You might be wondering why you need a water filter and cant just fill your container up from the river or stream directly. The answer is, you can. That’s how people have collected water for thousands of years. The need for a water filter is not always as much of a total necessity as it is just a personal preference. Most of the time the water is crystal clear, perfectly clean, and perfect for drinking straight from the source. But, this is not always the case. Sometimes, the water is dirty and full of bacteria or small particles of sand and dust. This isn’t going to kill you, but it can be unpleasant to drink potentially even making you ill.
Using a water filter will remove all of these impurities before you ingest them. It takes very little time and can save you a lot of head, or stomach, ache down the trail. A water filter is not going to make it possible for you to drink dirty groundwater, it is just to make drinking freshwater better.
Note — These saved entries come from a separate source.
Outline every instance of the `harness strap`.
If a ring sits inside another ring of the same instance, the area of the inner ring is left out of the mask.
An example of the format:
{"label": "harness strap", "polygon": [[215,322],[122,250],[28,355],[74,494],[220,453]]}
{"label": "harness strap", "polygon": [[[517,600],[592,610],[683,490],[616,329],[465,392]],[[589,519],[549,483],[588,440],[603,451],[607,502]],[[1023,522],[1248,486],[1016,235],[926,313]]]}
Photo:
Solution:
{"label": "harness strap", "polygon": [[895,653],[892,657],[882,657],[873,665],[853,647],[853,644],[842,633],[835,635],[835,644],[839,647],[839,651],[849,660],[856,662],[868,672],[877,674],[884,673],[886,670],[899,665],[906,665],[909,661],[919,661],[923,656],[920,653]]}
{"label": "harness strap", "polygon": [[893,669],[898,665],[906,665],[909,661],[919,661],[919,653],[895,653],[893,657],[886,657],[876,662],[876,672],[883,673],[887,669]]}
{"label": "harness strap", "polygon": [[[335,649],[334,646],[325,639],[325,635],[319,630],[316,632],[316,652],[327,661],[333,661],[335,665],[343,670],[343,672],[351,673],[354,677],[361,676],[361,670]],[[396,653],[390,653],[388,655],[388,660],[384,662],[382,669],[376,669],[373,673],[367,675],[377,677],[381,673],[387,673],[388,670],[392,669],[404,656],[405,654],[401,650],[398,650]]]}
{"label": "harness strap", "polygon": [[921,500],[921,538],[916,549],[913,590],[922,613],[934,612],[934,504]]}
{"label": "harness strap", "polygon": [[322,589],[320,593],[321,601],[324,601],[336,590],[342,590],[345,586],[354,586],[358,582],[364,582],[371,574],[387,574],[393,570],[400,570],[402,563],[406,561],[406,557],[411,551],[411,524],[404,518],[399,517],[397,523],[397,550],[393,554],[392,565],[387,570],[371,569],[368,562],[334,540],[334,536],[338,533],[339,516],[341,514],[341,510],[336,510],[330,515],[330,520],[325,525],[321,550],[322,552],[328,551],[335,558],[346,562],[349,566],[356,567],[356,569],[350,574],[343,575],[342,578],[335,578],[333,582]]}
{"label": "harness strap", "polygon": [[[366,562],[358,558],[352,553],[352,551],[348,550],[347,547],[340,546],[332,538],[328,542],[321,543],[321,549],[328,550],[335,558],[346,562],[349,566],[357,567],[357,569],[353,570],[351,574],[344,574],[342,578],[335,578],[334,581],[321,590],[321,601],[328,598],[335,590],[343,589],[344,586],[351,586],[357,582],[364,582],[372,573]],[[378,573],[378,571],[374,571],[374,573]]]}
There are some simple ways of checking whether water will be fine to drink through a filter or whether it would need boiling off/iodine tablets first. The first way of checking is by assessing whether or not the water is running. If you find a stream of water that is running quickly, this means it is generally okay to drink from. If the stream is barely moving and is essentially stationary, it is best to give it a miss. Stagnant water is a breeding ground for bacteria and insect larvae. Running water is always best.
If you do find yourself having to drink from a pond or a lake, it is a good idea to check the surrounding area for dead animals or signs of pollution. If you don’t find any, then the water may be safe to drink. There is still no guarantee though. In this situation it is a good idea to boil the water, then filter it. If you have the correct equipment with you, of course. If you have a clear plastic bottle, fill it up with water from the source and then leave it to rest for a few minutes. After 10 minutes you will see any particle matter fall to the bottom of the bottle. If you don’t, great the water is fine to drink through your filter. If you do begin to see a thin layer of dirt at the bottom of the bottle be grateful you didn’t drink the water yet.
How do I use a hiking water filter?
There are a few different types of filters, so it depends on which type you use. There are three types of filters you will typically choose from. They are either gravity filters, squeeze filters, or purification tablets. They each have their uses and can vary in price.
Some filters work better than others depending on how many people are in the group and what source of water you are using. If you, for example, are hiking alone a squeeze filter would work very well. Squeeze filters rely on you forcing the water through filters as you drink.
If you are in a big group, squeeze filters are unhygienic and inconvenient. In this scenario, a gravity filter would work best. This just means the water’s weight will cause it to slowly work its way through the filter. This is similar to how your water filter at home if you have one, would work.
Lastly, there are purification tablets. They work by releasing a type of chlorine into the water that kills all pathogens. This works great as a temporary solution, over time it can make you quite sick. Iodine tablets can make drinking seemingly dirty water possible if combined with a filter. This isn’t recommended, though.
Hopefully, you now have a good idea about how and why water filters can be so useful. They are pretty simple to use, easy to carry, and can save your life. If you are looking for a few things to keep in your medical kit some chlorine tablets and a Sawyer Squeeze are easy to carry and easy to use. It is better to have these filters and not need them than find yourself stuck with no drinkable water.